Float #127: Roubidoux Creek

10 Jul

Roubidoux Spring to Hwy. 17 Bridge

F127_Roubidoux

Roubidoux Creek
Pulaski County, Missouri
Saturday, June 20
3 Miles

Another flood float! Seems like this year has been nothing but flood floats. This is a very short float on the Roubidoux, a creek that runs through Waynesville, MO and usually looks pretty inviting. This day it was very high, but nothing dangerous, as the creek is wide enough below the spring to prevent any strainers or blockages. There are many more miles of the Roubidoux above the spring that are floatable, but there are no accesses. Unless you know someone who owns land on the creek, there is little chance you can float it without getting your vehicle towed or ticketed for trespassing. However, these three miles from the spring to the confluence with the Gasconade are mostly through town and there is public parking on either end. It would make a nice short float with children or a good tubing float. This day DW and I were joined by our friend Richard. We met up at the city park to scout the water level and then went up to the spring to put our boats in the water. Roubidoux Spring is also in a city park, but due to flooding the park was closed that day. We parked our vehicles across the street, hopped the yellow caution tape and carried our boats down to the parking lot (which was underwater). I guess we weren’t quick enough because a city police officer pulled into the park to tell us it was closed. Fortunately, he was very accommodating and let us put our boats on the water provided we didn’t linger too long in the area. After he left we paddled up the flooded banks to the spring, where DW played in the massive boil for a few minutes. Then we turned and headed downstream on the muddy waters.
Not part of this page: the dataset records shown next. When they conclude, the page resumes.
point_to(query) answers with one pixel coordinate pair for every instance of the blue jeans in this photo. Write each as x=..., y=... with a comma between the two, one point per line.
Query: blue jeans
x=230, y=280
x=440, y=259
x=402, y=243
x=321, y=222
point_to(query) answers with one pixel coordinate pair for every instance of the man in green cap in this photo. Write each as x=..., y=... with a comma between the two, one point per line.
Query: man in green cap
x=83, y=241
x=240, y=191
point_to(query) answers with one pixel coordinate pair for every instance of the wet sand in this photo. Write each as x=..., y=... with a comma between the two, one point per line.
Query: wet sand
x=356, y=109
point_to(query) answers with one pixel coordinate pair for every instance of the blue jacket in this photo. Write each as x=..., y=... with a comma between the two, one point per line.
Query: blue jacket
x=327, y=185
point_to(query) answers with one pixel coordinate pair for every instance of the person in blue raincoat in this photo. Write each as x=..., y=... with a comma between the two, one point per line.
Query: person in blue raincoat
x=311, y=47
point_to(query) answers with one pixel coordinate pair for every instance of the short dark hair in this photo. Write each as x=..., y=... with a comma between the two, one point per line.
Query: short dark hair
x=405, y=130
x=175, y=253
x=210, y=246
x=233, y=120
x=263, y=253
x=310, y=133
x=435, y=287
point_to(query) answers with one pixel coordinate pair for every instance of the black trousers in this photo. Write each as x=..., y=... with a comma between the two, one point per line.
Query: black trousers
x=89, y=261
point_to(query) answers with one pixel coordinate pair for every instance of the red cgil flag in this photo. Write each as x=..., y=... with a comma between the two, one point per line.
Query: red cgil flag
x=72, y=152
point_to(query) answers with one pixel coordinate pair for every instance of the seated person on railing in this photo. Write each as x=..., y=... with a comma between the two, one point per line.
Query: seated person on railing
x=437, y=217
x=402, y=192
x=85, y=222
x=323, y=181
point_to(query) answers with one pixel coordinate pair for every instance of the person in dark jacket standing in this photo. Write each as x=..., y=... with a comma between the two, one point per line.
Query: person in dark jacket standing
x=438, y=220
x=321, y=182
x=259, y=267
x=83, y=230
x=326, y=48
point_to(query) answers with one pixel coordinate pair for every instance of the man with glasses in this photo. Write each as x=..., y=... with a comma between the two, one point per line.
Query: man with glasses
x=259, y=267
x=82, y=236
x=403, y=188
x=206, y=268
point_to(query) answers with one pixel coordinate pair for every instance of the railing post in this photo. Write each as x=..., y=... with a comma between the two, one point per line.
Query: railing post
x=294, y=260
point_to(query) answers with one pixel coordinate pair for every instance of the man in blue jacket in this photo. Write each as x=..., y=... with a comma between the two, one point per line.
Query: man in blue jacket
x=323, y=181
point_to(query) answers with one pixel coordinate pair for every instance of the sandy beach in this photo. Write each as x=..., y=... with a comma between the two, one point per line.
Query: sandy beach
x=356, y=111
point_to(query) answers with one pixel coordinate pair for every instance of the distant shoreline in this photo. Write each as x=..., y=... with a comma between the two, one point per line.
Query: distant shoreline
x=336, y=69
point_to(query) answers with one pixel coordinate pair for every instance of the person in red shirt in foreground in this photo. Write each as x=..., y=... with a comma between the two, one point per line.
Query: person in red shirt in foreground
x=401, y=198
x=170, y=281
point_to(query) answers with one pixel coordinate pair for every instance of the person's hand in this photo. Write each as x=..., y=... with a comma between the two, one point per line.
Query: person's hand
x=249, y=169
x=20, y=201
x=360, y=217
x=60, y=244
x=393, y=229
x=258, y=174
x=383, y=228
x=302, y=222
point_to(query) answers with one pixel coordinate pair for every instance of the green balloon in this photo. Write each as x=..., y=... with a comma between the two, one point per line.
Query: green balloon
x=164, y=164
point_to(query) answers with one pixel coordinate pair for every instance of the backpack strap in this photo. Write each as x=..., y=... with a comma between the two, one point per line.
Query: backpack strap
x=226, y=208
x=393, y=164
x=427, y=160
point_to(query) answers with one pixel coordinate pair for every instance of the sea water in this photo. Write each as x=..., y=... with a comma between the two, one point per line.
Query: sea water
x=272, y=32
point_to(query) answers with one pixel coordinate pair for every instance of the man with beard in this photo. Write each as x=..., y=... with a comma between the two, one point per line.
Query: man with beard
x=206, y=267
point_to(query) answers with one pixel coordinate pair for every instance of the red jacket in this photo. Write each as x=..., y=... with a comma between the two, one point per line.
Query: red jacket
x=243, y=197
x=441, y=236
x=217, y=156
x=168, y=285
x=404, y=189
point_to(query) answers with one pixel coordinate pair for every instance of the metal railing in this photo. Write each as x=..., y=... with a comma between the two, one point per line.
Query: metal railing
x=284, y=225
Nice day for a picnic at Roubidoux Spring

Nice day for a picnic at Roubidoux Spring

Roubidoux CreekRoubidoux CreekThe first two miles of the trip the water was moving quickly and not yet backed up from the Gasconade. We didn’t really do any paddling, just steering. There are a couple of nice bluffs along the way and you can’t really see much of the town or road, even though it is very near the creek. By now, I am getting very tired of the smell of flood mud and I long for the clear, cool streams I am used to! However, it doesn’t look like any respite from this rain is in our foreseeable future for this summer.

Roubidoux Creek

The cornfields are drowning

The cornfields are drowning

Roubidoux CreekWe saw a few herons and hawks along the creek, but there wasn’t much else in the way of wildlife out and about on the water. As we approached the Gasconade the water slowed down a bit. There were many small eddys, boils and whirpools on the edge of the stream where the water washed over submerged debris. This is pretty common on flooded streams and is yet another reason why only paddlers with lots of experience should attempt these trips!

Confluence with the Gasconade

Confluence with the Gasconade

Hwy. 17 Bridge access is mostly underwater

Hwy. 17 Bridge access is mostly underwater

After less than an hour of floating we arrived at our take-out. The access is usually under the Hwy. 17 bridge at the Gasconade river, but that day the entire parking area was underwater and the Roubidoux flowed right up to the access road. I kept tight to the edge of the Roubidoux as I maneuvered to the access. The Gasconade was very high and rising, so I didn’t want to get pulled into that! There were many large logs, trees and debris flying down the stream as it ripped by at quite a speed for what is usually a slow river. We pulled our boats up to the car and drove the couple of miles back to Richard’s vehicle at the springs. Afterward we ate lunch in town and did some more scouting along the flooded Big Piney. Later that evening Richard told us that the Gasconade had risen nearly to the edge of the bridge, many feet above where it was that afternoon!